房光は身長10cm程の木彫りの力士だ。着彩されニスが塗られており光沢を帯びている。そしてラベルを剥がしてきれいに洗ったインスタントコーヒーの瓶に入れられている。
房光を見つけたのは四月の季節外れの帰省のときだった。夕食後、炬燵に入ったまま身体を倒した目線の先、干したタオル越しに棚の下段に並んでいた戦国武将(陶器)・モアイ像・そしてインスタントコーヒーの瓶に入った木彫りの像。何だこれは。何の並びだ。インスタントコーヒーの瓶の中身だけがいくら見てもわからない。薄暗さの中で合掌する異様に怖い地蔵にも見えた。
「開けていいよ。」
数日後、父が言った。
小さい力士像は父が小六の頃作ったもので、数ヶ月前に発見されたという。六十八歳の父が小学生の頃に作ったものが今年発見される実家の四次元空間ぶりに驚く。

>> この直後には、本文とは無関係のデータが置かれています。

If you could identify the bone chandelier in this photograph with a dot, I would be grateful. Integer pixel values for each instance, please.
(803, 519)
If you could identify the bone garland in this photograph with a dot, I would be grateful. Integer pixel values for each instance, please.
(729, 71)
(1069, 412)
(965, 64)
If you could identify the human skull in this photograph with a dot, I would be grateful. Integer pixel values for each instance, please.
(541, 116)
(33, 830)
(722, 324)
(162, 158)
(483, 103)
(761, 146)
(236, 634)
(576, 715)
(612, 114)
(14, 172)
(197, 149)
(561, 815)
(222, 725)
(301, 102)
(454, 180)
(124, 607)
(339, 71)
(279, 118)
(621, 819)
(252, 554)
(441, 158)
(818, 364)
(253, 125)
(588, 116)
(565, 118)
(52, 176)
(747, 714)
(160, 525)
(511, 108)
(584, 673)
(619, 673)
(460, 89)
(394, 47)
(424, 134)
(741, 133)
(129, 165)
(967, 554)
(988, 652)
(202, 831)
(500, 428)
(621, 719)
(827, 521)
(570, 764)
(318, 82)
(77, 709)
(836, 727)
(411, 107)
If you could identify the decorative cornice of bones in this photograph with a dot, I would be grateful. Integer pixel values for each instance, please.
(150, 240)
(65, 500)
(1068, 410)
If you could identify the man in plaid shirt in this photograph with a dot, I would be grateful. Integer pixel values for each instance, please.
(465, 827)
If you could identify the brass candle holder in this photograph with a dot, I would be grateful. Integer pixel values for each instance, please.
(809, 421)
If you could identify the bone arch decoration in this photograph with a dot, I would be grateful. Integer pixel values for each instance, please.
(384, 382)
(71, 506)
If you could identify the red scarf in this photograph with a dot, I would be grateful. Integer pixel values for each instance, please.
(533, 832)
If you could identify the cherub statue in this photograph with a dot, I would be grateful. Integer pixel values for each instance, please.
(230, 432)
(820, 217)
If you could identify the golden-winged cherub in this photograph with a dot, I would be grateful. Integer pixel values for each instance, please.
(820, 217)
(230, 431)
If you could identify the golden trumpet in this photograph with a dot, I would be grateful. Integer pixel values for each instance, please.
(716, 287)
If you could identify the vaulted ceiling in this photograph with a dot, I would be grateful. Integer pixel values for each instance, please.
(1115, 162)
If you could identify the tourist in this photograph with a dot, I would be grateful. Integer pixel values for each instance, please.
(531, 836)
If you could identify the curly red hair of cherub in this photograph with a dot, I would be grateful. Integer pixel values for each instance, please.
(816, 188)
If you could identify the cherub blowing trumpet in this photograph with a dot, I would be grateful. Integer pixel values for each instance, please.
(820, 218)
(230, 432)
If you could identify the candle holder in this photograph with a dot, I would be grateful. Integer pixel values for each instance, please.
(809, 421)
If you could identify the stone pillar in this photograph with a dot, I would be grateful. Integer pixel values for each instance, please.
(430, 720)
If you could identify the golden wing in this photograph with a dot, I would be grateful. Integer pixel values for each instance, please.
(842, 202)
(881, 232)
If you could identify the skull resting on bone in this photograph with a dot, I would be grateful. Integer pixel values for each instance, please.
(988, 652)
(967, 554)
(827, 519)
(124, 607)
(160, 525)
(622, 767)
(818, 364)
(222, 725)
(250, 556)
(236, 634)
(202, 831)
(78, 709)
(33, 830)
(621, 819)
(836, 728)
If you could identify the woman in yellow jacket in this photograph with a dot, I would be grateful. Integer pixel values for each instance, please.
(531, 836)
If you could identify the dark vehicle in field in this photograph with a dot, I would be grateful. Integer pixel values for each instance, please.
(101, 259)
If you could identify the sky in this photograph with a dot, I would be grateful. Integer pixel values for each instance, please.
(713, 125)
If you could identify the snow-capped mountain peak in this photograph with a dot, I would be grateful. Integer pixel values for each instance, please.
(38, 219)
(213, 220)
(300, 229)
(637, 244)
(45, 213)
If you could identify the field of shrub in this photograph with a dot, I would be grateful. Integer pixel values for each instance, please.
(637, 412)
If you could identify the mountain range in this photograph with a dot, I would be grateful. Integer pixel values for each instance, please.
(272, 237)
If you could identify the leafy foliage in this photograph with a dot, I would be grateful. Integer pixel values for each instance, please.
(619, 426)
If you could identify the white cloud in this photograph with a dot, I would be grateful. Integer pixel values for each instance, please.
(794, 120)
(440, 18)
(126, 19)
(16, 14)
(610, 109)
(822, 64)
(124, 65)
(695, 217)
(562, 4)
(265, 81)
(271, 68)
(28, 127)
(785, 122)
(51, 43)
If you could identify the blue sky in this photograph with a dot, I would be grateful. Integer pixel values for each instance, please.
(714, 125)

房光とは、当時強かった房◯◯と◯◯光とい力士の二つを合わせて名付けた四股名だ。架空の力士なのに手形も出てきた。架空の縁起物である。手形の左下に毛筆で「房光(井沢) 1959」と書かれている。本名を旧姓みたいに書くなよ、と言おうとしたら1959の年号の右隣に新しい筆跡を見つけた。「小.6年 五月 自分の」青ペンでメモしてあるのだ。発見した時にメモ書いちゃう案外雑な扱い、自分のという告白、さらに父は続ける。
「おとうさんおすもうさんになりたかったんや。」
何それ初耳。
あらためて木彫りの房光と手形を見つめ、姉と私は大いに気に入ったので数枚写真を撮った。姉は房光のおへそのクオリティの高さに感動していた。
写真を見た父の感想はひとこと
「何でお前が撮った写真は全部かっこつけとるんや。」
逆光にならないよう45°角度をつけたのを、カメラを前に気取ってかっこつけてる姿と見たようだ。木彫りのカッコいい角度。なんだそれは。もうずっとなんだこれはと笑っていた春だった。